13. Mai 2022 | Dialog 1
Orientierung
Werkstatt-Auftakt auf der Leeze
Fahrradtour mit Oberbürgermeister Markus Lewe
Pünktlich um 14.30 Uhr starteten zwei Gruppen zur geführten Fahrradtour. Im Gespräch mit Oberbürgermeister Markus Lewe wurden dabei gleich erste Zielsetzungen diskutiert und die grundlegenden Fragestellungen angesprochen, etwa wie die Modellquartiere die Lebensqualität, Vielfalt und Lebendigkeit Münsters abbilden können.

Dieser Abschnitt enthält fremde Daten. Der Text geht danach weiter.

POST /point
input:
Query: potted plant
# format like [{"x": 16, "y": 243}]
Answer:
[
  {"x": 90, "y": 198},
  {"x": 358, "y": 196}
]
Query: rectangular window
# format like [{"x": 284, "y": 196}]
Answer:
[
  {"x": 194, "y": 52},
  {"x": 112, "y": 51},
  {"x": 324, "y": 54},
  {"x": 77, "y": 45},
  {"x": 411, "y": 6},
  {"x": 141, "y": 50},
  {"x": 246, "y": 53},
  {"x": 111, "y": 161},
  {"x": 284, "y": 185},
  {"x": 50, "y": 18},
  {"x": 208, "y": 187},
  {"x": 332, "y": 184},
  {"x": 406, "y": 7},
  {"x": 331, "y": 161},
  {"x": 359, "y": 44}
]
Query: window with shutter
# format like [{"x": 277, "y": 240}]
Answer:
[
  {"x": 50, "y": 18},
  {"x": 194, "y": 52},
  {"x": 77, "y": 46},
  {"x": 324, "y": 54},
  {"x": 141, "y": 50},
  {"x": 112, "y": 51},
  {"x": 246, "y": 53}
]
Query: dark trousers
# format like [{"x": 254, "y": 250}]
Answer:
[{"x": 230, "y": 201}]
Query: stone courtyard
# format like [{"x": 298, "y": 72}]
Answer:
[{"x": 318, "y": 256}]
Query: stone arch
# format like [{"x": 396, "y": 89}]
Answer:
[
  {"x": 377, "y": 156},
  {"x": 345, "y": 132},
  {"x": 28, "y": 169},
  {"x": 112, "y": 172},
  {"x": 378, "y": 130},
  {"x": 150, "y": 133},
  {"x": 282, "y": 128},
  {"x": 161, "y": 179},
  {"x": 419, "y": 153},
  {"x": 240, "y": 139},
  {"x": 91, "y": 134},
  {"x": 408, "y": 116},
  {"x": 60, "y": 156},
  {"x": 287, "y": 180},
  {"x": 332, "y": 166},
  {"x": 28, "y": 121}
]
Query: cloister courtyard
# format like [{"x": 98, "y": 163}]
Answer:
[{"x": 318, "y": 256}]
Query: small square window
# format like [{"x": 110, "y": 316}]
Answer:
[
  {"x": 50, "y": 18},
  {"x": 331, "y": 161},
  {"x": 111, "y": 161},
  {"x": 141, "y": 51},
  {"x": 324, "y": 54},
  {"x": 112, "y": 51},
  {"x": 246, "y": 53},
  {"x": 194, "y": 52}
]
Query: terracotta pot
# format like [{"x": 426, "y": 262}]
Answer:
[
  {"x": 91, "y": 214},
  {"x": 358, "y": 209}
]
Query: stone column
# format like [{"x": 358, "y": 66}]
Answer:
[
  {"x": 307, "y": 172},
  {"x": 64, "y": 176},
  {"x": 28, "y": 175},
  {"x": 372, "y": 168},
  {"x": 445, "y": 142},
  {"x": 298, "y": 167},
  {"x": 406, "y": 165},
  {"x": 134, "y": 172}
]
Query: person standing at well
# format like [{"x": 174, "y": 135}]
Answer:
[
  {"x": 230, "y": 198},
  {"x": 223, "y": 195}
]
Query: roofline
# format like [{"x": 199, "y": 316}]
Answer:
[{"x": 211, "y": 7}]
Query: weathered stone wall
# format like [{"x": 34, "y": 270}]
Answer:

Die „Tourguides“ aus dem Stadtplanungsamt, Prof. Thomas Hauff mit Andreas Kurz sowie Gerd Franke mit Mattias Bartmann, führten zu den wichtigsten Nachbarschaften der Plangebiete. Vorgestellt wurden zum Beispiel die Wissensquartiere „von nebenan“ samt ihrer Aufbruchsstimmung im Sinne von mehr Lebendigkeit und unternehmerischer Vielfalt. Auch die landschaftlichen Besonderheiten wurden während der Tour angesprochen: u. a. der Kinderbach, die Topographie in den Plangebieten und damit verbundene denkbare Probleme oder eine Lärmbelastung der Steinfurter Straße.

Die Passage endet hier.